As a leading educator for the CFP curriculum itself, the organization is especially well positioned to take students into its CFP program and then extend their education beyond with post-CFP specializations. The depth of the American College’s niche programs also allows it to attract the growing number of new financial planning professionals who begin their careers having already completed their CFP curriculum in college, but now need to focus and specialize beyond that point to build their career. Yet despite all of this, when the College announced its latest ChFC changes, it still spent as much time bashing the CFP marks as it did talking about how the ChFC extends educationally beyond them.

Nonetheless, a strategic shift to explicitly focus on delivering the CFP certification as a uniform base (growing its CFP enrollees), and a wide range of post-CFP certification specializations (along with “pre-CFP” programs like its Paraplanner certificate) beyond that point, is arguably not all that significant in the substance of the American College’s programs, although it is clearly a dramatic shift in focus and messaging that is long overdue.

The approach would allow the American College to work constructively with the CFP Board, continue to grow its key CFP enrollment without simultaneously bashing the designation and build an ever-widening base of focused niche and specialization knowledge that can improve outcomes for consumers through better-educated advisors while simultaneously providing todays undifferentiated advisors a clearer and more structured path to find their niche/specialization.

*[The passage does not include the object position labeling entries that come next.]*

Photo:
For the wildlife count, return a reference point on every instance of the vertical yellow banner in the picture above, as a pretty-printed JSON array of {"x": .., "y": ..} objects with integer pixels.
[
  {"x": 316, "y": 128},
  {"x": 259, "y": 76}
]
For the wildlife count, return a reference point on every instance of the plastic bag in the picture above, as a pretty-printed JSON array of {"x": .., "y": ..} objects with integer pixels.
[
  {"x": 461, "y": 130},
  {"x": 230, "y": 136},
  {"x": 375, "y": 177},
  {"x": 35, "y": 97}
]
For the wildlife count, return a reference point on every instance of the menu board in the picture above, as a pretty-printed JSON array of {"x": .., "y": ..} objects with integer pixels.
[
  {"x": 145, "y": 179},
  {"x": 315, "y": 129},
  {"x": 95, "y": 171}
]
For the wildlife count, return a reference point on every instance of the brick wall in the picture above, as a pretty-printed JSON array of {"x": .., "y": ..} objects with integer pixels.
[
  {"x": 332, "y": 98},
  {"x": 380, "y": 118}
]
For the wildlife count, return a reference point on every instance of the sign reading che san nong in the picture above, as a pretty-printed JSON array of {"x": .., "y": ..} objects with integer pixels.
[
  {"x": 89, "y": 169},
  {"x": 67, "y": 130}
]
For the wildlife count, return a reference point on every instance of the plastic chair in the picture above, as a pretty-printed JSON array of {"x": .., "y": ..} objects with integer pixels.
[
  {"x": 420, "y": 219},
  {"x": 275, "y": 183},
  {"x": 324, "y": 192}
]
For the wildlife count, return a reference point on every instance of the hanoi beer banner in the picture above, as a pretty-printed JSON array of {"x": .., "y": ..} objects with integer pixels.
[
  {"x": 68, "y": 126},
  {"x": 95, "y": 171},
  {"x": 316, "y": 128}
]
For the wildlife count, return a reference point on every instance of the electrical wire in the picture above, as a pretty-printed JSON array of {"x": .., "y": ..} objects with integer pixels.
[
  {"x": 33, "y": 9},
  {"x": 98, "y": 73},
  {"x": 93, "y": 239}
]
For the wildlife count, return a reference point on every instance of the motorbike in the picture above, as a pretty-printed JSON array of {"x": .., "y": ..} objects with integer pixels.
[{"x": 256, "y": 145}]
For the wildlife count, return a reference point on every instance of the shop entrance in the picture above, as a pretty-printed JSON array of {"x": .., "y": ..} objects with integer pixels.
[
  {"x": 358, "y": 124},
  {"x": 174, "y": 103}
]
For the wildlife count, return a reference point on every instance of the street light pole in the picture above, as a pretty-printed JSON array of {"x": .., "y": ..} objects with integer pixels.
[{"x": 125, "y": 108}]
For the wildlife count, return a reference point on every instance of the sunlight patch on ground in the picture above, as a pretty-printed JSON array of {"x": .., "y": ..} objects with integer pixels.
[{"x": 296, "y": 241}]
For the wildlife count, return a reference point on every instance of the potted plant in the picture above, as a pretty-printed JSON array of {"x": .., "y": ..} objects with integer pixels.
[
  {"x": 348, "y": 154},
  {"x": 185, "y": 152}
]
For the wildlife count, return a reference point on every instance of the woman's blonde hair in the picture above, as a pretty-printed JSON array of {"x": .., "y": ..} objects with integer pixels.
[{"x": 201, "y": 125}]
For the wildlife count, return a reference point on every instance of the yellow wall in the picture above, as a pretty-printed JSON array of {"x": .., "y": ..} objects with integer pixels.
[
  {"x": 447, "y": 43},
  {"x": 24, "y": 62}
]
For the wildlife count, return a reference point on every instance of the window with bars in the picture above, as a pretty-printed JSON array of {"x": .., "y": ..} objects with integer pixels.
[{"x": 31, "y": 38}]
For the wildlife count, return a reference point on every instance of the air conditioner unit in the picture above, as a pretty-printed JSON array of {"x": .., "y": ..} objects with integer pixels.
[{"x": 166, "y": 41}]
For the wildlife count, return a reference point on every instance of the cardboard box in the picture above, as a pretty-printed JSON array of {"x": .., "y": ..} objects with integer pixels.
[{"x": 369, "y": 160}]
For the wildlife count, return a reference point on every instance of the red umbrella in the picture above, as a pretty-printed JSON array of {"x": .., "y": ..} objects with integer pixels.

Personally, though, I’ll admit that as an alumnus of the American College myself, I’d just like to stop being ashamed of where I got my own designations and a Master’s degree, and instead be an alumnus of an institution of which I’m proud. I’d like it to be one that recognizes that the emerging profession of financial planning is simply an extension of founder Solomon Huebner’s vision of elevating life insurance salesmanship to a profession, and in turn calls for Huebner’s never-ending “quest for expert knowledge” to be fulfilled through both a profession defined by one uniform minimum standard for competency and a myriad of ways to specialize with post-CFP education in niches and specializations beyond.